I don’t know if they’d call it a manifesto, but what the folks at Democracy and Hip-hop have laid down certainly reads like one. Let me say at the outset that this is the type of critical work that we need to be creating and fighting about. This is the only way we’re going to be able to make sense of the reality we find ourselves in without resorting to the language and ideas of times past.

With that said though I have a number of questions. In fact this will probably be split up into a number of posts.
How are we to judge the following statement:

“we conclude that hip-hop, as a form of culture with literally millions of participants here and across the globe, is the best indicator; the best gauge of the consciousness of the masses of people throughout the world and it expresses not only all that is ugly about them, but all that is beautiful and all that yearns to be free.
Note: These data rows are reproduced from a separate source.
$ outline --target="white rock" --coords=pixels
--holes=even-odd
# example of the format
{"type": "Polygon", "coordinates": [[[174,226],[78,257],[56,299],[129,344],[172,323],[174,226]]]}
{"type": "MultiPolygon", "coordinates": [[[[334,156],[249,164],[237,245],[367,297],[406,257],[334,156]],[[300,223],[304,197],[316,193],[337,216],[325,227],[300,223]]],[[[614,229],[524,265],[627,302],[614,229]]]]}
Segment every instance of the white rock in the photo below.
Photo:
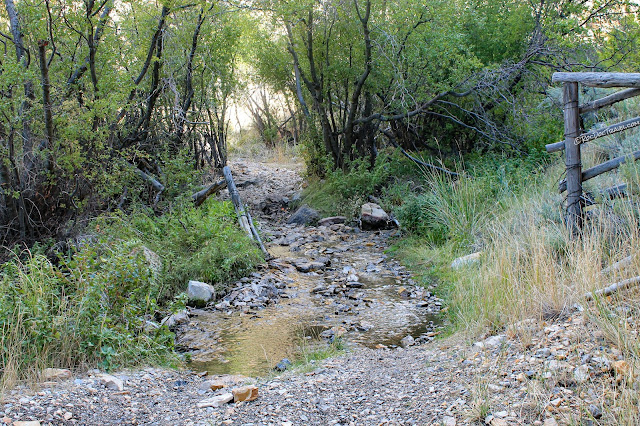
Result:
{"type": "Polygon", "coordinates": [[[442,418],[442,424],[444,426],[456,426],[458,424],[458,422],[456,421],[455,417],[451,417],[451,416],[444,416],[442,418]]]}
{"type": "Polygon", "coordinates": [[[587,364],[583,364],[573,370],[573,378],[576,379],[578,383],[584,383],[589,380],[590,377],[589,366],[587,364]]]}
{"type": "Polygon", "coordinates": [[[173,315],[169,315],[167,318],[162,320],[162,323],[169,328],[172,328],[176,325],[186,324],[189,322],[189,314],[186,309],[181,310],[180,312],[176,312],[173,315]]]}
{"type": "Polygon", "coordinates": [[[474,263],[478,263],[480,261],[480,256],[482,256],[481,251],[477,251],[475,253],[468,254],[466,256],[459,257],[451,262],[451,269],[460,269],[463,266],[473,265],[474,263]]]}
{"type": "Polygon", "coordinates": [[[100,374],[98,379],[100,379],[100,383],[102,383],[107,389],[115,391],[124,390],[124,382],[111,374],[100,374]]]}
{"type": "Polygon", "coordinates": [[[224,404],[230,402],[232,399],[233,399],[232,393],[223,393],[222,395],[216,395],[213,398],[207,398],[198,402],[198,408],[222,407],[224,404]]]}
{"type": "Polygon", "coordinates": [[[375,203],[366,203],[360,209],[360,227],[364,230],[384,228],[389,223],[389,215],[375,203]]]}
{"type": "Polygon", "coordinates": [[[67,380],[71,378],[71,371],[65,368],[45,368],[42,370],[44,380],[67,380]]]}
{"type": "Polygon", "coordinates": [[[482,342],[475,342],[473,346],[479,349],[496,348],[502,345],[505,342],[506,338],[507,336],[505,336],[504,334],[498,334],[496,336],[487,337],[482,342]]]}
{"type": "Polygon", "coordinates": [[[416,340],[413,338],[413,336],[405,336],[402,338],[402,340],[400,340],[400,346],[402,346],[403,348],[408,348],[409,346],[413,346],[416,344],[416,340]]]}
{"type": "Polygon", "coordinates": [[[208,302],[216,295],[216,290],[212,285],[200,281],[189,281],[187,286],[187,296],[189,300],[208,302]]]}

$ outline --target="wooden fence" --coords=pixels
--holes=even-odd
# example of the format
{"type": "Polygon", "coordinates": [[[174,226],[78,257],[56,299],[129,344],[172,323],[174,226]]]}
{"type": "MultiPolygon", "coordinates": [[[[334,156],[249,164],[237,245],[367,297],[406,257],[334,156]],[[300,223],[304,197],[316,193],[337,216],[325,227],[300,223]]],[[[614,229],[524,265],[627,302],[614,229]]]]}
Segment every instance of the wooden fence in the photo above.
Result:
{"type": "MultiPolygon", "coordinates": [[[[640,95],[640,73],[557,72],[553,74],[552,81],[563,84],[564,141],[549,144],[546,148],[548,152],[562,150],[565,152],[566,178],[560,182],[558,190],[560,193],[567,191],[567,223],[574,234],[577,234],[582,227],[584,218],[585,197],[582,191],[582,182],[614,170],[628,159],[633,161],[640,159],[640,151],[635,151],[630,155],[613,158],[583,171],[580,154],[582,144],[640,126],[640,117],[584,133],[581,128],[580,114],[596,111],[640,95]],[[579,105],[579,84],[588,87],[625,87],[627,89],[579,105]]],[[[605,196],[615,197],[622,194],[623,191],[623,186],[617,186],[603,192],[605,196]]]]}

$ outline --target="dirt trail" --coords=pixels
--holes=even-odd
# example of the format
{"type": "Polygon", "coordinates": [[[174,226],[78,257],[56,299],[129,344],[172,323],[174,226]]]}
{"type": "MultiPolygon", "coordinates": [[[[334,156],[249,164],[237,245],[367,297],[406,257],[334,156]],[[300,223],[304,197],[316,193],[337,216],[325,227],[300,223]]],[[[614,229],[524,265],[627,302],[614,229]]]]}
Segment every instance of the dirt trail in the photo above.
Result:
{"type": "Polygon", "coordinates": [[[581,312],[549,323],[525,321],[474,344],[460,338],[426,343],[437,332],[430,315],[440,302],[429,289],[414,287],[410,273],[384,255],[393,231],[286,225],[285,205],[301,185],[296,170],[243,164],[232,166],[241,196],[277,259],[238,282],[217,307],[191,312],[178,343],[194,360],[193,370],[114,374],[122,383],[90,371],[35,390],[19,387],[0,404],[0,421],[22,426],[28,423],[20,421],[608,424],[603,414],[606,389],[619,379],[624,360],[590,330],[581,312]],[[300,339],[326,345],[336,335],[344,335],[346,354],[264,375],[300,339]],[[425,344],[394,347],[406,335],[425,344]],[[253,349],[238,350],[247,342],[253,349]],[[256,355],[256,348],[264,353],[256,355]],[[216,379],[224,379],[227,387],[212,391],[211,380],[216,379]],[[256,384],[258,399],[198,407],[242,383],[256,384]]]}

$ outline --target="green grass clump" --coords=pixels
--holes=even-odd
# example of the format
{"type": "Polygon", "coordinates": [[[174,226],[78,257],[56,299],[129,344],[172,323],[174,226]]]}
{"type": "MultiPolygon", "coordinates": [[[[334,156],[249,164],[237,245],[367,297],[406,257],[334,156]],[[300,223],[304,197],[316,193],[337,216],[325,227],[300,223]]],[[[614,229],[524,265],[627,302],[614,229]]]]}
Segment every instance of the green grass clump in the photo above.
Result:
{"type": "Polygon", "coordinates": [[[0,270],[3,386],[45,367],[166,363],[173,335],[149,326],[158,281],[139,242],[92,245],[54,265],[43,255],[0,270]]]}
{"type": "Polygon", "coordinates": [[[161,260],[161,294],[172,298],[189,280],[210,283],[220,293],[234,279],[246,276],[262,261],[255,244],[237,226],[229,202],[207,200],[199,208],[178,206],[160,217],[140,210],[103,217],[97,233],[138,239],[161,260]]]}
{"type": "Polygon", "coordinates": [[[411,187],[408,181],[419,174],[420,170],[397,152],[383,152],[373,168],[367,161],[353,161],[347,171],[334,170],[324,179],[312,181],[303,194],[302,203],[322,214],[354,218],[360,215],[360,207],[372,195],[379,197],[382,207],[390,210],[402,202],[411,187]]]}

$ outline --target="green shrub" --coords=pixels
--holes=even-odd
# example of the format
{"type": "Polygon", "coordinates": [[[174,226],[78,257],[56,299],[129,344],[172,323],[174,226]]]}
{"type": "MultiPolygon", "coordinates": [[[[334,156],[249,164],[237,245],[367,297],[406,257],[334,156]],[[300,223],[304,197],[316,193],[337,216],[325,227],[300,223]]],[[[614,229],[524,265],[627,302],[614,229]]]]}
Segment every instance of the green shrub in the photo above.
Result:
{"type": "Polygon", "coordinates": [[[151,210],[103,217],[94,229],[110,238],[137,239],[159,256],[162,300],[185,291],[189,280],[224,291],[229,281],[246,276],[262,261],[255,244],[239,229],[229,202],[210,199],[198,208],[185,203],[160,217],[151,210]]]}
{"type": "Polygon", "coordinates": [[[173,334],[156,324],[184,306],[187,281],[222,291],[261,261],[231,205],[214,200],[103,216],[89,230],[56,264],[27,253],[0,266],[2,384],[44,367],[172,361],[173,334]]]}
{"type": "Polygon", "coordinates": [[[0,294],[3,384],[43,367],[172,359],[173,335],[147,322],[158,285],[137,242],[102,241],[58,266],[16,258],[2,266],[0,294]]]}

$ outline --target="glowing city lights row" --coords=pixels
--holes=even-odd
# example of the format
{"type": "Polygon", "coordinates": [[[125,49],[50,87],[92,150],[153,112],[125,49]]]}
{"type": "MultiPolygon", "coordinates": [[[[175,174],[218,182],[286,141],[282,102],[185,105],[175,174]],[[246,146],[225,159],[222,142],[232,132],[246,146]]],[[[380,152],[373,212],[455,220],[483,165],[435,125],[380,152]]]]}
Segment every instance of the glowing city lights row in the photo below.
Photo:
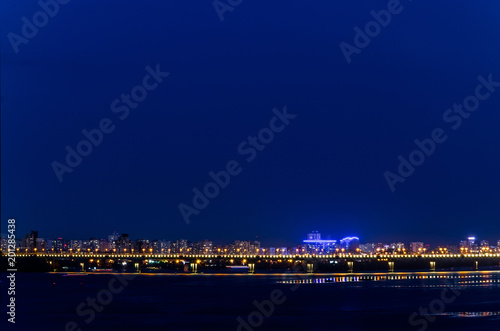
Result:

It gives the best approximation of where they are and where they are going, of the present stage in their historical movement to institute a free and democratic society.”

Is this just a numbers thing? That is, can we make this claim about hip-hop because more people listen to it/practice it than other forms of popular culture? I could easily make such a claim about house music–I could definitely make more of a claim about its rootedness (because it is largely faceless and because it wasn’t started in nyc, American music executives were loathe to try to make headway into the genre).  I could make similar claims for electro, for techno…and a lesser claim for bass music.

Further, it’s a stretch to say that hip-hop is the “best” arbiter of what the masses of people are doing.  If by “best” you mean “most representative” then perhaps you can make a case.  People who are performing and consuming hip-hop do so in a wide variety of mind states, and express those states in a variety of different ways.  But in America and elsewhere those ways are skewed by market forces.  Those market forces may actually skew how humanity behaves in a way that makes it LESS representative.  Even the underground responds to the market–acts putting out mixtapes just to get a record deal, which in turn skews the artistic decisions they make as far as what to include/not include in a track.  Breakdancing has already moved out of the clubs and into spaces formerly reserved for house because the clubs want to maximize bodies per square foot.